Mr Kocis, who pursues photography on his spare day, said he was available to his clients on his day off, if needed.

“But it rarely infringes on that day off so much that it’s not effectively a day off,” he said.

“So I do take calls from clients and if necessary deal with them on that day but it is never an imposition.”

Mr Kocis, who works in superannuation, said he believed he was a “more rounded person” as a result of his part-time work.

“I do feel more fulfilled, if you can put it like that.”

Former Blake Dawson partner Jodi Fullarton-Healey, who worked four days a week before recently taking on a full-time role as deputy general counsel at the ANZ, said she enjoyed hearing about men who worked part-time.

“We actually need more men to do this . . . as soon as men start to do work part-time, other men will see them doing it and they will see that it can work,” she said.

“A lot of guys say to me: ‘I’m really jealous. I wish I could do four days like you’ and I say: ‘Why don’t you? Just do it and give it a go’.

“People seem to think that you should only be able to do it if you have a legitimate reason and the most obvious legitimate reason is childcare responsibilities. I just don’t agree with that.”

Ms Fullarton-Healey, a mother of a five-year-old and three-year-old, was already a partner when she started working part-time after the birth of her first child.

She has managed to work part-time despite being a transaction lawyer, where the hours can be notoriously long.

But Ms Fullarton-Healey said the idea of “part-time” was relative to what a person considered full-time.

She admitted she often worked on her “day off” on Wednesdays – either going into the office or doing some work from home. For this reason, she had a nanny for half a day on Wednesdays “just in case”.

“In many respects I was spreading four long days over five not so long days,” she said.

Ms Fullarton-Healey said she was happy with the balance she had achieved, managing to work 8.30am to 6pm on her work days about 80 per cent of the time.

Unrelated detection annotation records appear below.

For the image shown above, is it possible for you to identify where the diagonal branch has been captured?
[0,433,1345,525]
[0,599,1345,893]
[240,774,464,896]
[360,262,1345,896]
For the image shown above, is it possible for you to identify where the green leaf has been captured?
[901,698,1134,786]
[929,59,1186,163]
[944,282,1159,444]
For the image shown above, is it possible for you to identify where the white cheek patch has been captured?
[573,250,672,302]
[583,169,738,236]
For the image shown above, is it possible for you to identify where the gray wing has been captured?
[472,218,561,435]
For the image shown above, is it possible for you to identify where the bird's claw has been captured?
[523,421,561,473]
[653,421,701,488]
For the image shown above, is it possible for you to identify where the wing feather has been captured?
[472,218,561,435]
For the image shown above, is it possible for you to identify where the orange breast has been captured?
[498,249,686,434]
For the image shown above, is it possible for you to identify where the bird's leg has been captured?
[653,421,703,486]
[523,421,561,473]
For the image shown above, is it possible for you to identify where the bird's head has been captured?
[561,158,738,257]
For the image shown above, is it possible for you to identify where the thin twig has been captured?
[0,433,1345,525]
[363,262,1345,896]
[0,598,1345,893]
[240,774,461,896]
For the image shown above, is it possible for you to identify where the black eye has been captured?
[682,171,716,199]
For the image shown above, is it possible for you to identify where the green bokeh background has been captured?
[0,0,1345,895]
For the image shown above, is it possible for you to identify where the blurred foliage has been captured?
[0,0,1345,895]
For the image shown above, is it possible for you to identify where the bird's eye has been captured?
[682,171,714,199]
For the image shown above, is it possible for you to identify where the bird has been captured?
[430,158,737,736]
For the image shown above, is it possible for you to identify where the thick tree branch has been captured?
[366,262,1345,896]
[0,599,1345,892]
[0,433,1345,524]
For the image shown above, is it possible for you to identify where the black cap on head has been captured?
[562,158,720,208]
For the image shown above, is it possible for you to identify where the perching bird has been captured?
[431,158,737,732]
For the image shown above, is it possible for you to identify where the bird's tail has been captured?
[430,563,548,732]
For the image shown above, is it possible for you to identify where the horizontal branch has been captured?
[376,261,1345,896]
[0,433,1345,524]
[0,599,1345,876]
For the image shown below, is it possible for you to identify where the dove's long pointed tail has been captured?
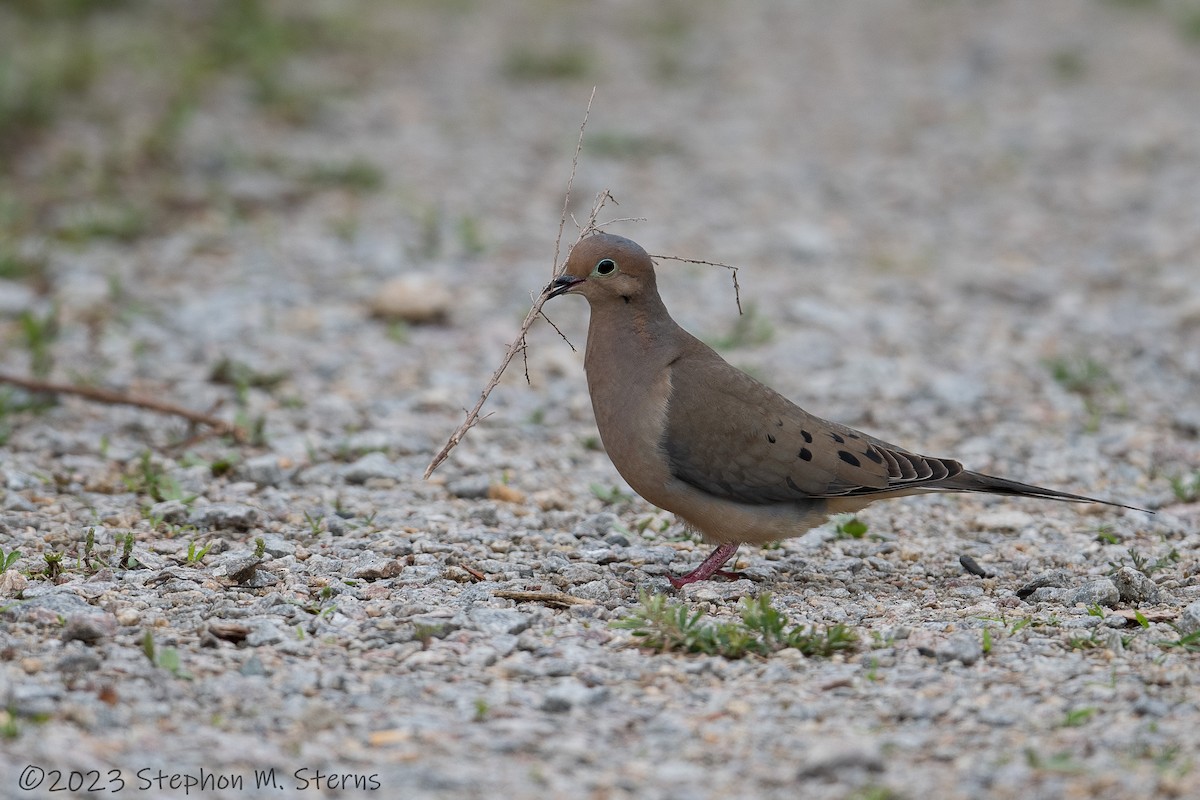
[937,470,1154,513]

But there were times when she had to work 6 am to midnight.

LIV Part-time Lawyers Network chair Meg Clancy said the Gender Trap report reinforced in her the fact that flexible work issues were linked with the culture of long hours in the law.

“Full-time is a fluid concept and people are working such ridiculous hours as a de rigueur thing that working to a fixed amount of time is seen in a negative light,” she said.

The 29-year-old Gadens lawyer works three of her five days to 2pm and uses those afternoons to pursue writing.

Ms Clancy said the success of part-time arrangements generally depended on the individual lawyer and the rapport they had with their direct superiors, rather than firms taking an across-the-board approach.

Overall, the Gender Trap report says equality for women lawyers is “more elusive than ever” and it dismisses the argument that it is “just a matter of time” before women are equally represented in the legal profession

But it does offer some hope, saying different attitudes held by Generations X and Y could deliver generational change. Generations X and Y were less obsessed with work than baby boomers. They did not expect to remain with the same employer indefinitely, they found overly specialised legal work monotonous and repetitive, and were aware of the high levels of dissatisfaction in the legal profession that had given rise to stress and depression, the report said.

“The ‘pot of gold at the end of the rainbow’ – a million dollar-plus partnership within an elite corporate firm – did not compensate for giving up on a life,” the report said.

Ms Melis said that in her discussions with Melbourne law students, it was clear that they were “acutely aware” of the long hours culture and strict billing practices of corporate lawyers and that “this is not an environment they want to be entering”.

Mr Kocis agreed: “I do sense in Generation Y – certainly in relation to the articled clerks I was supervising – there is among them a belief that they won’t be working those sorts of hours and that they will be pursuing other things at some point in their lives reasonably early on, whether that be some sort of part-time arrangement or doing something else altogether.”

Ms Clancy also believed the upcoming generation had different expectations: “A lot of my colleagues, and people a few years younger, definitely see flexible work as a priority.”